Sensation immédiate : la matière colle et diffuse le sucre directement dans le sang. Laurent Perbos, exposé ici, a semé d'embûches son espace, pour conter mythes et poésies dans tout ce qu'ils ont de palpable et de préhensible.
Le détournement des fonctions premières des objets est une obsession chez ce jeune plasticien. Pas très loin des Dragibus qui floutent les frontières entre art et déco, se dressent dans la galerie de la BF15 des parpaings argentés, formant un totem contemporain transpercé de flèches. "C'est l'image de Saint-Sébastien que j'ai voulu évoquer ici", assure Laurent Perbos, le fameux martyr tué de flèches pour sa foi en le Christ ayant fait l'objet de maintes représentations classiques dont, entre mille, un tableau évanescent de Pérugin exposé au Louvre. Saint Sébastien suggéré en simples moellons, en matériaux bruts constructeurs, Laurent Perbos le propose avec une certaine malice. Devant cette pièce sans doute la plus belle de l'exposition, traînent aussi quelques souches d'arbres, construites entre l'animal et le végétal avec des tuyaux d'arrosage agglomérés.
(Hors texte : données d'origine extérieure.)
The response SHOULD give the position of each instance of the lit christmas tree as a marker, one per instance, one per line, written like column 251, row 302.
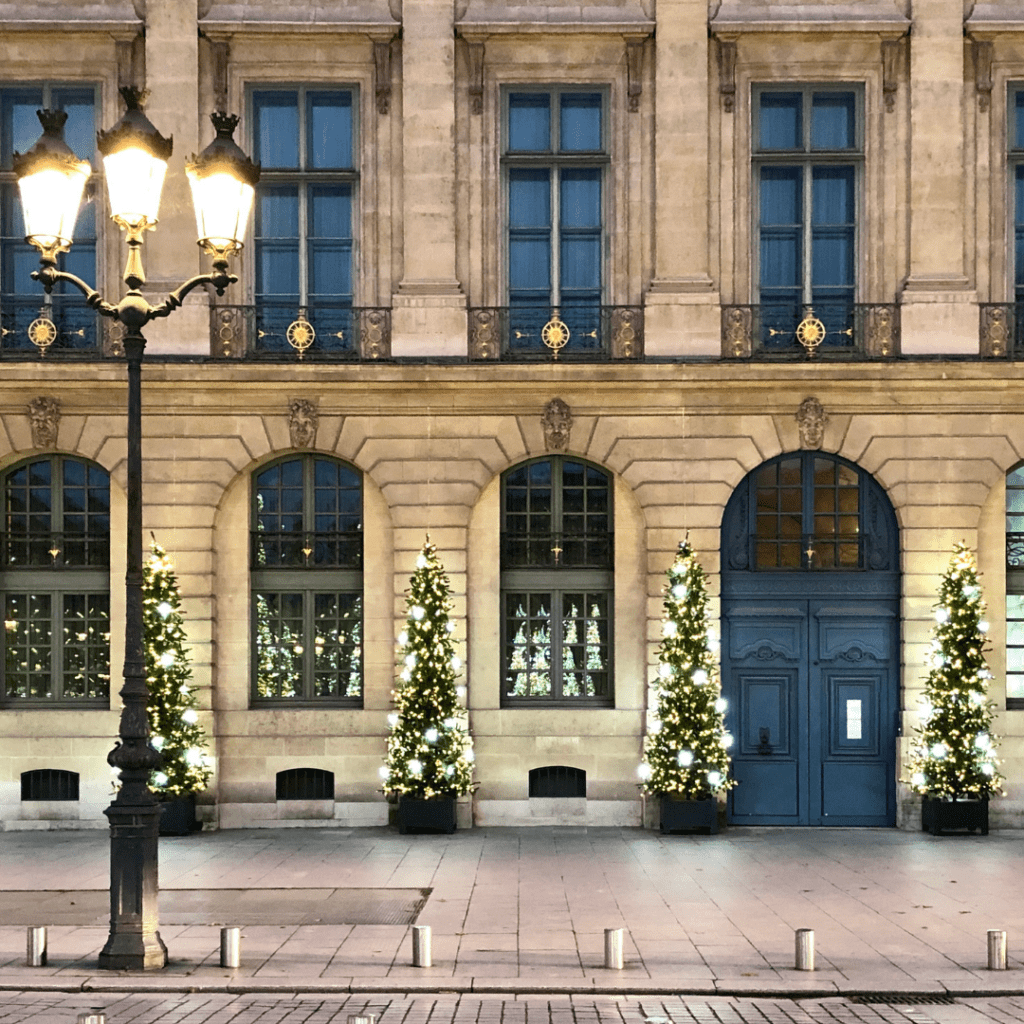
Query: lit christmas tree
column 173, row 722
column 953, row 753
column 429, row 750
column 685, row 750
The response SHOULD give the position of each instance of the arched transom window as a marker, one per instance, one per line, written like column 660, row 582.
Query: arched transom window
column 557, row 583
column 307, row 582
column 54, row 580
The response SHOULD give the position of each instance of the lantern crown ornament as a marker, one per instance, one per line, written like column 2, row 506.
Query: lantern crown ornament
column 135, row 157
column 51, row 180
column 223, row 183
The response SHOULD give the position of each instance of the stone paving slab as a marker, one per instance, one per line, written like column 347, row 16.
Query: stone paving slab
column 517, row 909
column 531, row 1008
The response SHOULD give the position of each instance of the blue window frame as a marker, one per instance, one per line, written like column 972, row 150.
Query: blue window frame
column 306, row 560
column 808, row 152
column 54, row 584
column 555, row 156
column 20, row 299
column 1016, row 109
column 304, row 138
column 557, row 566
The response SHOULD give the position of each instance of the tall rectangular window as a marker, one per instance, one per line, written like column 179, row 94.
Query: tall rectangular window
column 808, row 153
column 555, row 155
column 22, row 300
column 1016, row 126
column 304, row 138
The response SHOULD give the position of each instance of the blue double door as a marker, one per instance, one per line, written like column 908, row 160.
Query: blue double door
column 811, row 684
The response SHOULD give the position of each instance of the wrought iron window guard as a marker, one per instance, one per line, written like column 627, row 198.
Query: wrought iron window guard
column 568, row 333
column 53, row 550
column 320, row 550
column 65, row 325
column 825, row 331
column 592, row 550
column 316, row 332
column 1000, row 333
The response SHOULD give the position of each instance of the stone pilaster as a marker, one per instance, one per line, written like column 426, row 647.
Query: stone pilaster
column 682, row 313
column 940, row 312
column 429, row 309
column 171, row 255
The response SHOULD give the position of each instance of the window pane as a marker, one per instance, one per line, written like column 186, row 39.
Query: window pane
column 86, row 645
column 581, row 199
column 581, row 122
column 834, row 121
column 275, row 131
column 529, row 122
column 280, row 646
column 80, row 129
column 780, row 121
column 585, row 645
column 337, row 645
column 18, row 125
column 28, row 663
column 527, row 645
column 330, row 131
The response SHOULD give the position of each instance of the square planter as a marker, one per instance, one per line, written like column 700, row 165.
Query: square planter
column 436, row 814
column 939, row 815
column 177, row 816
column 687, row 815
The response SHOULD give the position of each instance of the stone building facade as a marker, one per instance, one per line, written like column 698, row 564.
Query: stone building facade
column 783, row 243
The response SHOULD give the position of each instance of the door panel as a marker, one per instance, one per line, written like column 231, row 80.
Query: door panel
column 809, row 688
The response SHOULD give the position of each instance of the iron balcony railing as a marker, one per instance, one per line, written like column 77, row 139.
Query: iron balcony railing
column 58, row 550
column 580, row 551
column 315, row 331
column 580, row 333
column 324, row 549
column 64, row 325
column 1001, row 330
column 825, row 331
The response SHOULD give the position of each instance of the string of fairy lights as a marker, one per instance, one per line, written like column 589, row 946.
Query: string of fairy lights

Lesquelles mènent à l'œuvre monumentale de L'Arbre qui pleure : il aura lui aussi nécessité des kilomètres de tuyaux achetés dans les Casto du coin, montés en cerisier, et des branches duquel coule en goutte à goutte une eau claire. "J'avais envie de mettre en scène une image poétique, celle d'un arbre qui pleure", explique Laurent Perbos, pour qui, en effet, la poésie peut très bien n'être qu'une affaire de jardinerie et de colle forte.
Forest tears. Jusqu'au 30 mai à la BF15, 11 quai Saint Vincent, Lyon 1er.